NASA: New Mars Rover By 2020 79
coondoggie writes "Looking to build on the great success and popularity of its current Mars Science Laboratory mission, NASA today announced plans to explore the red planet further, including launching another sophisticated robot rover by 2020 and widely expanding other Mars scientific projects. The plan to design and build a new Mars robotic science rover — which will mirror the technology employed with the current Curiosity rover — will advance the science priorities of the National Research Council's 2011 Planetary Science Decadal Survey (the report from the community and team of scientists that help NASA prioritize space missions) and further the research needed to send humans to the planet sometime around 2030, NASA said."
Penny Wise and Pound Foolish (Score:5, Insightful)
The biggest Government expenses are Medicare and the interest on the current debt - a lot of that debt is because of two very expensive useless wars.
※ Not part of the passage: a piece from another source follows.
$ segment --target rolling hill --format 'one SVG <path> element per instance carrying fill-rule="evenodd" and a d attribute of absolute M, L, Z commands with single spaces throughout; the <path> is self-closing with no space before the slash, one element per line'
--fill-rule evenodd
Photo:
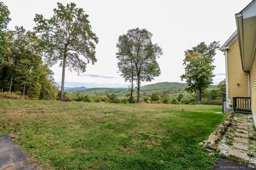
<path fill-rule="evenodd" d="M 141 87 L 141 96 L 150 96 L 152 93 L 156 91 L 158 94 L 167 94 L 173 96 L 178 96 L 180 94 L 187 94 L 185 91 L 186 83 L 178 82 L 161 82 L 149 84 Z M 211 86 L 210 89 L 216 88 L 216 85 Z M 114 94 L 117 96 L 124 96 L 130 91 L 128 88 L 94 88 L 86 89 L 84 90 L 70 91 L 75 92 L 82 95 L 103 96 L 107 94 Z M 135 95 L 136 92 L 134 92 Z"/>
We could eliminate NASA completely and it would have a negligible effect on the US budget.
Then there's the social costs which Neil DeGrasse Tyson has explained better than I ever could.
Yeah, yeah yeah - Taxed Enough Already - blah blah blah. And I'm a tax and spend dreamer who still remembers when we, the US, sent people to the Moon and little kids wanted to be astronauts and not stupid things like: Wall Street parasites, ball players, hip hop stars or some other type of entertainer.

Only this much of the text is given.